The surprise was not in David Cameron remaining Prime Minister, but in the style of his party’s victory. Something did change indeed, in that last election’s hung parliament wasn’t repeated, which saved the Tories more than a headache or two. Majority was filed in favour of the ruling party, which meant that Cameron could finally stop pretending to be friends with Nick Clegg of the Liberal Democrats. The latter failed miserably at securing seats, as his party dropped from 56 in 2010 to a dismal 8 in this year’s polls and whilst he kept his own, the shame was too great to bear for the man from Chalfont, who resigned from his post the day after. The other parties fared no better, the obvious example being Labour. Great hopes were laid on the movement led by Ed Miliband, who had actively presented a plan with which he aimed to replace a ‘’failed, tired government’’.
He mainly had hoped to do this by building an incoming generation of progress, a strong academic foundation, a National Health Service (NHS) that cares for the citizen, a higher living standard for the working class and a control on immigration. Convincing as it sounds, it never quite seemed to appeal to the British population, as the results at the polls were dismal and Labour actually lost twenty six seats in comparison to the last elections. The consequence: Miliband packed his bags. The other party that had as of late captured the public’s attention was the United Kingdom Independence Party (UKIP). Led by the boisterous Nigel Farage, UKIP is one of the most controversial parties to rise in the last few years.
Categorised almost as an extreme right wing party, they received a surprising backing because of their Eurosceptic ideology, which promised a European Union (EU) referendum should his party be elected. UKIP appealed to the general public discontent with the UK economy by pointing fingers at the monetary contribution the kingdom made to the EU. Equally, it blamed immigration when addressing the problem of jobs and budget allocations, and promised strict policies for immigrants in the UK if he was elected.
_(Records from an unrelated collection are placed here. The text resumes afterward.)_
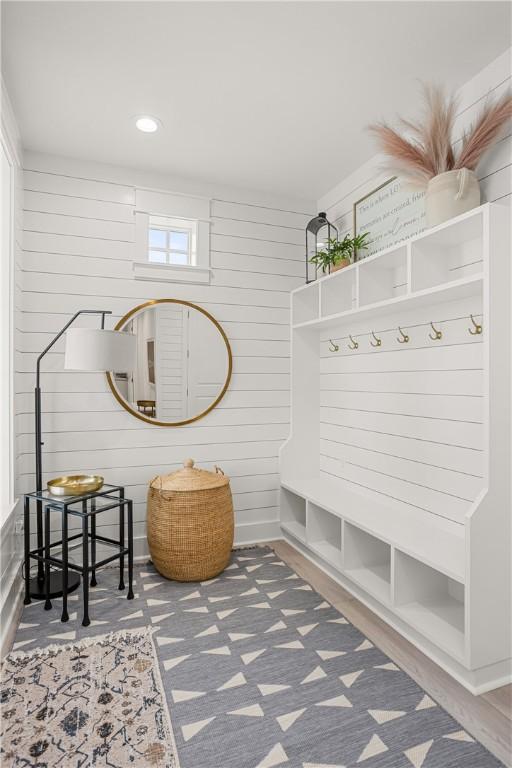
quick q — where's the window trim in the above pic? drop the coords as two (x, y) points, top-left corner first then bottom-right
(134, 208), (211, 284)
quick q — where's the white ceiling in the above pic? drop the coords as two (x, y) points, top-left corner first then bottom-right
(2, 1), (510, 200)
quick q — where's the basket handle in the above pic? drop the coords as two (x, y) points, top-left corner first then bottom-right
(214, 465), (225, 475)
(151, 475), (175, 501)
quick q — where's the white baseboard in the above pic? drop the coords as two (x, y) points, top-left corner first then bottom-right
(132, 520), (281, 560)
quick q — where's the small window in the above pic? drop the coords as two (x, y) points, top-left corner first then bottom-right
(148, 215), (197, 266)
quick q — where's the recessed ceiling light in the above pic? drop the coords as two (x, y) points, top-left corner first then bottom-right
(135, 116), (160, 133)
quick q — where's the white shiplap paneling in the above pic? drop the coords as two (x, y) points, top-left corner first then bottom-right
(18, 158), (313, 551)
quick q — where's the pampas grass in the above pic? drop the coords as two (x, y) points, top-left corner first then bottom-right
(368, 85), (512, 185)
The popularity however, began to decrease, mainly because of its progressive association with racist values, case in point when UKIP senior politician Godfrey Bloom addressed the African population as ‘’Bongo Bongo Land’’.
The consequence: One seat in parliament and Farage’s resignation. The prospects of an EU referendum however, have not been downplayed, as in fact it was the Conservatives themselves who first expressed displeasure with EU monetary contributions, and thus, the 56th UK election was one of the most observed in the political panorama of European affairs. A British exit (or ‘’Brexit’’ as it has already been dubbed) from the Eurozone would undoubtedly create controversy, both amongst nonEurosceptics and Brussels. Chancellor Angela Merkel knew this question would come to haunt her sooner or later (especially with a Tory victory), but could it potentially haunt British commerce established abroad too?
As we know them today, the EU and the UK share almost everything but its currency, something that has kept a tightly knit relationship between the two. As strong tides approach however, we might see a move that will sink firms, government and ties. The UK is thus at the forefront of yet another conservative five year term. Decisions made locally in regard to the public health system, immigration or education and internationally in regard to its EU membership, will definitely determine whether or not we will witness a third consecutive spell in 2020.